The captain of a freighter was notoriously strict. On one occasion the new first mate, whom he had just hired, became a bit too boisterous after hours, and the captain wrote in the ship’s log, “The first mate was drunk last night.”

The mate was an able, conscientious seaman, and he pleaded with the captain to strike this from the record. He had never been drunk before, he did his job faithfully, and he was off duty when the offense had happened. He begged for leniency, pointing out that such a record would cloud his whole future.

“I can’t help it,” the captain said. “You were drunk last night, and I can’t change the fact. The record must stand.”

Wounded, the mate returned to his duties, and he stood the watch that night without complaint. In the morning he wrote in the log, “The captain was sober last night.”

Got That?

If you remember how much easier it is to remember what you would rather forget than remember, than remember what you would rather remember than forget, then you can’t forget how much easier it is to forget what you would rather remember than forget, than forget what you would rather forget than remember.

Elmira Gazette, quoted in New York Times, Feb. 13, 1891

Asked and Answered

G.K. Chesterton founded a debating club in London called the IDK. When asked what the letters stood for, members would say, “I don’t know!”

In the pub at the Royal Hotel in Pilgrims Rest, South Africa, hangs a board engraved WYBMADIITY. Each time a customer asks what this means, the bartender says, “Will you buy me a drink if I tell you?”

“Equal to the Occasion”

A couple were going to be married, and had proceeded as far as the church door: the gentleman then stopped his intended bride, and thus unexpectedly addressed her:–

‘My dear Eliza, during our courtship I have told you most of my mind, but I have not told you the whole: when we are married, I shall insist upon three things.’

‘What are they?’ asked the lady.

‘The three things are these,’ said the bridegroom: ‘I shall sleep alone, I shall eat alone, and find fault when there is no occasion: can you submit to these conditions?’

‘O yes, sir, very easily,’ was the reply, ‘for if you sleep alone, I shall not; if you eat alone, I shall eat first: and as to your finding fault without occasion, that I think may be prevented, for I will take care you shall never want occasion.’

The conditions being thus adjusted, they proceeded to the altar, and the ceremony was performed.

The Knot Tied: Marriage Ceremonies of All Nations, 1877

Rimshot

Two communists are sitting on the porch of a nudist colony.

One says, “Have you read Marx?”

The other says, “Yes, I think it’s these wicker chairs.”

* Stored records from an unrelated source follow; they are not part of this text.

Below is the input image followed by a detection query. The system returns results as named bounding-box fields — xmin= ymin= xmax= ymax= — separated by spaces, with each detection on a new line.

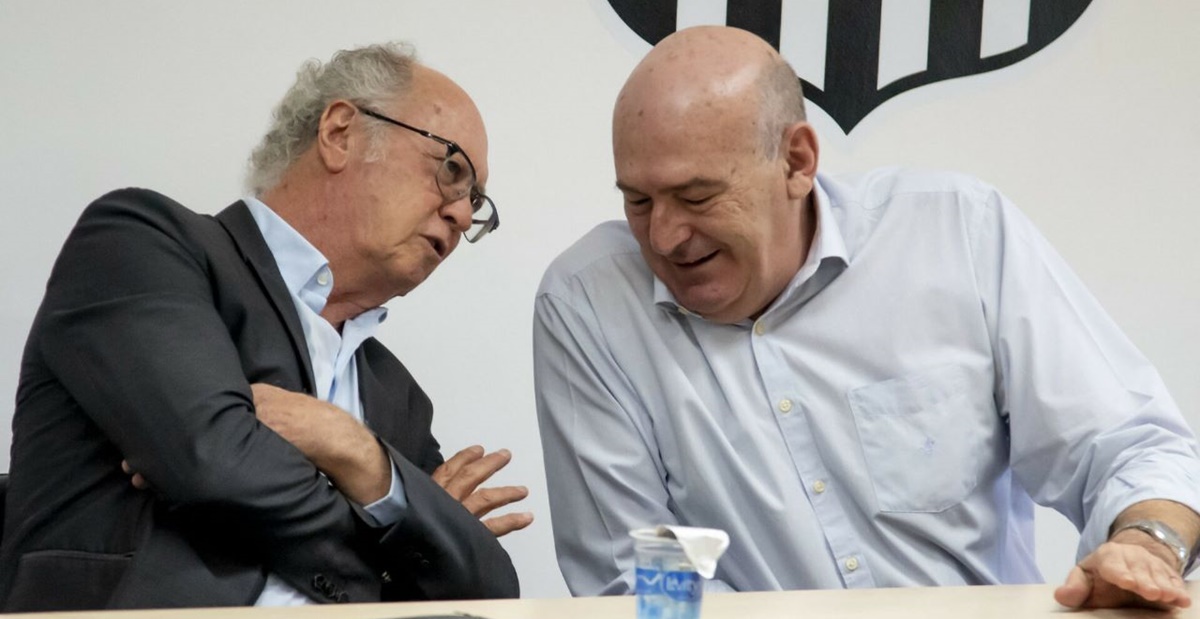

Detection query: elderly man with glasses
xmin=0 ymin=44 xmax=532 ymax=611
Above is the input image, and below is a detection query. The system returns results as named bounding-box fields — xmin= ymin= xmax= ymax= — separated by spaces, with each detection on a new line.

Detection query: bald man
xmin=0 ymin=44 xmax=532 ymax=611
xmin=534 ymin=28 xmax=1200 ymax=607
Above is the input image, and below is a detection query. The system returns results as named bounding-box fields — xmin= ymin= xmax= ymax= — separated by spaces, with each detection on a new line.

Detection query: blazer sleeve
xmin=364 ymin=444 xmax=521 ymax=600
xmin=36 ymin=191 xmax=380 ymax=601
xmin=358 ymin=339 xmax=520 ymax=600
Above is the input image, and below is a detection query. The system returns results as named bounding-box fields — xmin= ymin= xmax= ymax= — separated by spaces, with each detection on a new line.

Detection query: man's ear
xmin=784 ymin=121 xmax=820 ymax=200
xmin=317 ymin=100 xmax=359 ymax=174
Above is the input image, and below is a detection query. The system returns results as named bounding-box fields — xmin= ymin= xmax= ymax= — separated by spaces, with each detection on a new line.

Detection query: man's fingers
xmin=1054 ymin=565 xmax=1092 ymax=608
xmin=430 ymin=445 xmax=484 ymax=491
xmin=484 ymin=511 xmax=533 ymax=537
xmin=462 ymin=486 xmax=529 ymax=517
xmin=1055 ymin=542 xmax=1192 ymax=609
xmin=443 ymin=447 xmax=512 ymax=500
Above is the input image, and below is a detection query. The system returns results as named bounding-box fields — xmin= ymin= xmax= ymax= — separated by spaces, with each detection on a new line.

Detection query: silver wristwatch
xmin=1110 ymin=521 xmax=1195 ymax=576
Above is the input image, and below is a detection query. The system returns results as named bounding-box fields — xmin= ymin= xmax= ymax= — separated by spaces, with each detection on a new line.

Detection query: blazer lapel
xmin=216 ymin=200 xmax=317 ymax=395
xmin=354 ymin=345 xmax=403 ymax=446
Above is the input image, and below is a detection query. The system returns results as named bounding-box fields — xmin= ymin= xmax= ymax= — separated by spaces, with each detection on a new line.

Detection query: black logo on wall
xmin=607 ymin=0 xmax=1092 ymax=134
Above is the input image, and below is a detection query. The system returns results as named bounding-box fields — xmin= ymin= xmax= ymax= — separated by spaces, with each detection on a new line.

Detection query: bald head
xmin=613 ymin=26 xmax=804 ymax=157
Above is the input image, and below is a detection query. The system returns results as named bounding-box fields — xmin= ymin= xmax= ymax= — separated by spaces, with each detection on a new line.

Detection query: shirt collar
xmin=242 ymin=198 xmax=334 ymax=313
xmin=654 ymin=176 xmax=850 ymax=315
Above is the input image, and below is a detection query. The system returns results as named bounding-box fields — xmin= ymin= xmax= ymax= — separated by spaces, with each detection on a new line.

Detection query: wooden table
xmin=5 ymin=582 xmax=1200 ymax=619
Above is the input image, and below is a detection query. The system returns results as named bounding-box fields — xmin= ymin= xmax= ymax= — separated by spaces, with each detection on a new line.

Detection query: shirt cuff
xmin=362 ymin=455 xmax=408 ymax=528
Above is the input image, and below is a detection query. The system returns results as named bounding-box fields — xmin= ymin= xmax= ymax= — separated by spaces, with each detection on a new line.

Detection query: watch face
xmin=1116 ymin=521 xmax=1190 ymax=573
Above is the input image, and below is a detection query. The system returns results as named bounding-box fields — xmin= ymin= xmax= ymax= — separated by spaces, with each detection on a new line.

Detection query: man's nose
xmin=647 ymin=203 xmax=691 ymax=256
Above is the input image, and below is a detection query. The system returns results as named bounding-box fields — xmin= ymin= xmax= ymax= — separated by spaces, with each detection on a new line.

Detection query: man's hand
xmin=251 ymin=383 xmax=391 ymax=505
xmin=432 ymin=445 xmax=533 ymax=537
xmin=1054 ymin=529 xmax=1192 ymax=609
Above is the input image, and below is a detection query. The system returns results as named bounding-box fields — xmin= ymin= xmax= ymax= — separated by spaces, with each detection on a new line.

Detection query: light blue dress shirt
xmin=534 ymin=169 xmax=1200 ymax=595
xmin=242 ymin=198 xmax=407 ymax=606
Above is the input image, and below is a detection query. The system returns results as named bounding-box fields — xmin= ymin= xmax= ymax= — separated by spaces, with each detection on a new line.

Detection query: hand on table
xmin=432 ymin=445 xmax=533 ymax=537
xmin=1054 ymin=530 xmax=1192 ymax=609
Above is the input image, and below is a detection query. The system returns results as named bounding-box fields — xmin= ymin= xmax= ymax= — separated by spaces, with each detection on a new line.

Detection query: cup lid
xmin=629 ymin=524 xmax=730 ymax=578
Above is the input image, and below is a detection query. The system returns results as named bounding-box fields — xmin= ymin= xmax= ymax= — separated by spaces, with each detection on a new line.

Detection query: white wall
xmin=0 ymin=0 xmax=1200 ymax=596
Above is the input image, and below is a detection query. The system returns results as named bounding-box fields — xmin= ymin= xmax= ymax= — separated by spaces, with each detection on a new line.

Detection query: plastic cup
xmin=630 ymin=529 xmax=704 ymax=619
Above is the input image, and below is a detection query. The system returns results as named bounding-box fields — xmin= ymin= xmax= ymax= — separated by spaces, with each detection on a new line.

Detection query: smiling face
xmin=613 ymin=25 xmax=815 ymax=323
xmin=342 ymin=66 xmax=487 ymax=302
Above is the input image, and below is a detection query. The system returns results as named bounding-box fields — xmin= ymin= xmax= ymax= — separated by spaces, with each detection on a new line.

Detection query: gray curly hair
xmin=246 ymin=42 xmax=416 ymax=197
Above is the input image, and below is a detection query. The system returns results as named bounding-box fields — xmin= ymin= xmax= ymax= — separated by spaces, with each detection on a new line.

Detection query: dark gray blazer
xmin=0 ymin=190 xmax=517 ymax=612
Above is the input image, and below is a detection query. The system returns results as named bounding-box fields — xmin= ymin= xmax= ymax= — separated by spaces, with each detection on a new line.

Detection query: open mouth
xmin=425 ymin=236 xmax=448 ymax=259
xmin=676 ymin=251 xmax=720 ymax=269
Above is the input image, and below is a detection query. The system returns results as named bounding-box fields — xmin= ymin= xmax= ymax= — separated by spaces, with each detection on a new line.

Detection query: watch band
xmin=1110 ymin=519 xmax=1195 ymax=576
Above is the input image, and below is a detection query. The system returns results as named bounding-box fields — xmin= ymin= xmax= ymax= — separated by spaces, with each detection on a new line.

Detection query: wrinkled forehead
xmin=396 ymin=67 xmax=488 ymax=184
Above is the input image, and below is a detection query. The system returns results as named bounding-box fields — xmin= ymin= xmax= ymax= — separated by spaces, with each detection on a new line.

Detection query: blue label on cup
xmin=636 ymin=567 xmax=704 ymax=602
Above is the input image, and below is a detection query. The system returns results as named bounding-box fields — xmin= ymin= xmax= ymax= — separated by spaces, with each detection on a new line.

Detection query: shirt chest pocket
xmin=847 ymin=366 xmax=990 ymax=512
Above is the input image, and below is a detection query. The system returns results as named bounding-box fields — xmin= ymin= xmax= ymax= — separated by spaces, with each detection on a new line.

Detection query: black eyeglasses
xmin=359 ymin=107 xmax=500 ymax=242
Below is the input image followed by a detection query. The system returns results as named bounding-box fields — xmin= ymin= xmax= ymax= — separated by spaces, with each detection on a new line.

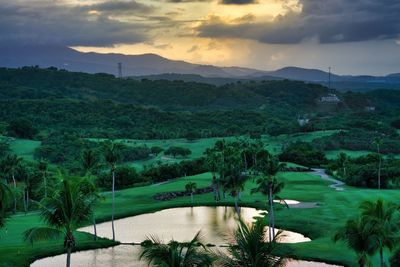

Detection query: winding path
xmin=313 ymin=169 xmax=345 ymax=191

(Dr. Johnson abominated puns. When Boswell suggested that perhaps he couldn’t make them himself, Johnson said, “If I were punishéd for every pun I shed, there would not be left a puny shed for my punnish head.”)

Breaking Fast

A father exhorting his son to rise early in the morning reminded him of the old adage ‘It’s the early bird that picks up the worm.’ ‘Ah,’ replied the son, ‘but the worm gets up earlier than the bird.’

The Book of Humour: Wit & Wisdom, 1867

O Canada

Two matrons were taking a train across Canada in the 1940s. The country was beautiful but vast, and eventually they lost track of their location.

The train pulled into a station, and one of the women saw a man on the platform.

“Pardon me, young man,” she said. “Can you tell me what town this is?”

The man tipped his hat and said, “Saskatoon, Saskatchewan.”

The woman turned to her friend and said, “Isn’t that charming? They don’t speak English!”